Do you remember when you downloaded figures off the internet?
You mean like in Futurama?
Thanks to advances in 3d printing technology, this is now possible.
Do you remember when you went to the library and looked things up in books for research projects? ‘Cos I do.
Christ I’m old. If I were a caveperson I’d be having my midlife crisis.
Pepperidge Farm remembers.
I think now they would have commercials like “Do you remember when Pepperidge Farm used to have those commercials asking if you remember things, and then stating that Pepperidge Farm remembers them? Pepperidge Farm remembers.”
Um…I still do that? Although I also remember using old school card catalogues rather than an online database to find media. And those cards in the pockets at the back of the book that told you the due date.
Ye gods, I’m old.
…have you never been to a library lately?
Yes, card catalogs are now electronic records (which, FYI, makes it SO much easier and quicker, at least at my library), but they totally still do the “card in the pocket of the book to tell you the due date”, though our library puts them inside the front cover, not the back.
The only difference with the cards now in my library system is, get this: the card and pocket have RFIDs now. If you try to walk through the doors without one of their cards in the pocket, it sets off an alarm. I found this out because I have a bad habit of sometimes using the cards as bookmarks, and apparently it works as well going in as going out.
You can renew or reserve books online now though, and apparently my library now does ebook borrowing as well, for e-readers and PCs with apps for it. Which is honestly kind of neat. I’ve been debating going into library science and it’s kind of interesting in that, while there are some schools that still focus on teaching archival processes, most modern library schools focus on electronic information; the modern librarian is expected to be a whiz at finding any information anywhere in the world. NYPL even has a really awesome online feature where you can chat with a librarian and have them help you find information on pretty much anything, and I do mean anything, because seriously, I once was able to locate a small town in Texas, whose name I wasn’t sure how to spell and which I wasn’t entirely sure still existed or still had the same name and which GOOGLE MAPS COULDN’T FIND… purely because an NYPL librarian, half a continent away from me and nowhere near Texas, managed to find the modern zipcode for the town based on historical listings of cemeteries. Yes, really. It was pretty amazing.
Technology has certainly changed the way information is transmitted and stored and thus completely altered the modern library system, this is true.
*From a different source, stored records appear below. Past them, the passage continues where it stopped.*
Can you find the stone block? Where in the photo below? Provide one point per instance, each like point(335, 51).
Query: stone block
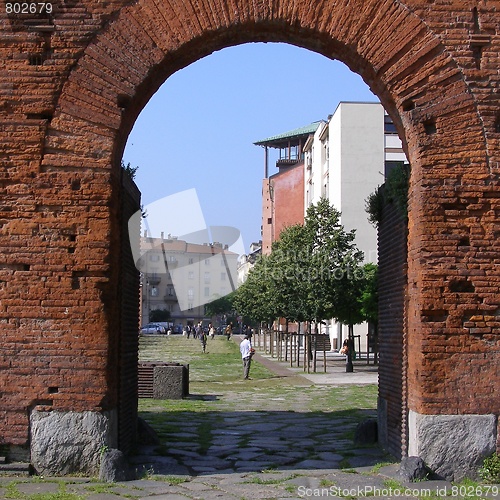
point(67, 442)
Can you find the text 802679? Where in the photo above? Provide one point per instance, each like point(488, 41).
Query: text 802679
point(28, 8)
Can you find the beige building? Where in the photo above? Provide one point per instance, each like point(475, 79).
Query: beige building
point(182, 277)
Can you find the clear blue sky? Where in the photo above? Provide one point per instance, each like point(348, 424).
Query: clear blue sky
point(198, 130)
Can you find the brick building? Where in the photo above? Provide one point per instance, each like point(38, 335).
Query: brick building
point(74, 80)
point(283, 192)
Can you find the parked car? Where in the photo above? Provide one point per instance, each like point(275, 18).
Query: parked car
point(150, 328)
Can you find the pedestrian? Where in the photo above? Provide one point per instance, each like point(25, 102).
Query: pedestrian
point(229, 331)
point(345, 347)
point(247, 351)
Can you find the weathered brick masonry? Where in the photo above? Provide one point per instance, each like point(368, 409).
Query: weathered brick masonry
point(71, 86)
And made information technically more accessible, but it’s not always easy to navigate. Weirdly, this means that librarians are actually more needed than ever, because they’re the ones who have kept up the training to deal with the way information is listed and organized. So, while it’s changing, the library will probably stick around for a long while.
This is the first wall of text I’ve ever read that actually had pertinent and useful information in it. Woah!
Didn’t Leslie always use to wear a pink singlet?